Palmarès du maternité de Montréal

Laurent
2008-04-08 12:46:30
mardi 08 avril 2008

Palmarès des maternités: les établissements exceptionnnels
Ariane Lacoursière
La Presse

Hôpital général de LaSalle (5/5)

Tous les médecins, infirmières, mères et accompagnatrices rencontrés dans le cadre de ce dossier n’ont eu que des bons mots pour l’Hôpital de LaSalle. «Si on en avait un seul à recommander, ce serait lui», dit Sylvie Thibault, de Mère et Monde.

Selon l’accompagnatrice Dominique Pesant, l’Hôpital de LaSalle sort du lot. «Tout y est beau, relaxant et bien pensé. La femme est aussi respectée dans ses choix. Elle n’a pas à se battre», dit-elle.

>>> Le tableau des maternités exceptionnelles : http://www.cyberpresse.ca/assets/pdf/CP155147.PDF

Dès leur arrivée à l’hôpital, les futures mères sont dirigées dans leur chambre d’accouchement qui leur sert ensuite de chambre de séjour. Ces 34 chambres sont toutes climatisées et munies d’un bain thérapeutique.
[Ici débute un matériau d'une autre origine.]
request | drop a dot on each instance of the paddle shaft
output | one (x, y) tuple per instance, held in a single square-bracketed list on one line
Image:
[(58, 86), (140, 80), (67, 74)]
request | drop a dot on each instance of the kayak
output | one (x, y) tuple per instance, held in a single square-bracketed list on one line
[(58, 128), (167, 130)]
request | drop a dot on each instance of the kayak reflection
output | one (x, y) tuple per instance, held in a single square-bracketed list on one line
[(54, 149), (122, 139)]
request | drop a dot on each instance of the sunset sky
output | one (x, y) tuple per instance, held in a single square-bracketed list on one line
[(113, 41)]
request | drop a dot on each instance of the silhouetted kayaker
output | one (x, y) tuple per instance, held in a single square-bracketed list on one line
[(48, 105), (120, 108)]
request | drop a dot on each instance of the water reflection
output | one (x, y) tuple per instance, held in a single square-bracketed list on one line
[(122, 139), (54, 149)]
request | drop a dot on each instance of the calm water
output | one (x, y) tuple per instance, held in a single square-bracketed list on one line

«Nous sommes aussi le seul hôpital à Montréal qui permet aux femmes de manger durant le travail», ajoute la Dre Julie Choquet, une omnipraticienne qui accouche des femmes à l’hôpital de LaSalle. Un plateau de nourriture peut être apporté dans la salle d’accouchement. Cet élément est très apprécié des mères, selon l’infirmière-chef de l’établissement, Colette Tougas-Poirier.

Si jamais le bébé doit poursuivre son hospitalisation, mais que la mère a reçu son congé, des chambres de courtoisie sont mises à la disposition des parents. Ces chambres sont spacieuses et toutes dotées d’un lit double.

Anna-Laberge (5/5)

Quand les patientes arrivent à l’hôpital Anna-Laberge de Châteauguay, elles sont tout de suite dirigées vers l’une des 20 chambres de naissance qui leur servent ensuite de chambres de séjour. Ces pièces aux murs roses sont spacieuses et ont de très grandes fenêtres. Cinq d’entre elles ont un lit double. Après l’accouchement, le père peut donc dormir avec la mère. Et toutes les pièces ont une salle de bain complète.

Durant le travail, les mères peuvent relaxer dans un bain thérapeutique. L’été, elles peuvent aller marcher à l’extérieur où se balancer dans la cour. De tous les hôpitaux visités, Anna-Laberge est le seul à offrir cette possibilité. «Dans cet hôpital, le respect envers la mère, l’intimité offerte aux femmes et l’atmosphère relaxante sont palpables», note Sylvie Thibault. L’hôpital est également certifié «ami des bébés».

Jo Muise, coordonnatrice d’Alternative Naissance, un organisme communautaire à but non lucratif d’accompagnement à la naissance, estime que le département des naissances d’Anna-Laberge est étonnamment calme. «Il n’y a jamais de panique. C’est très tranquille, quelque chose que l’on ne voit pas souvent dans les hôpitaux universitaires», dit-elle.

Centre hospitalier St. Mary (5/5)

Les chambres de naissance de l’hôpital St. Mary ont été refaites en 2006 en s’inspirant du thème «les quatre saisons». La Presse a visité une belle chambre d’été ou le vert pâle dominait.

Les 12 chambres sont dotées d’une grande douche vitrée avec jets d’eau horizontaux et d’un ordinateur qui permet aux infirmières de centraliser l’information sur le suivi de la mère.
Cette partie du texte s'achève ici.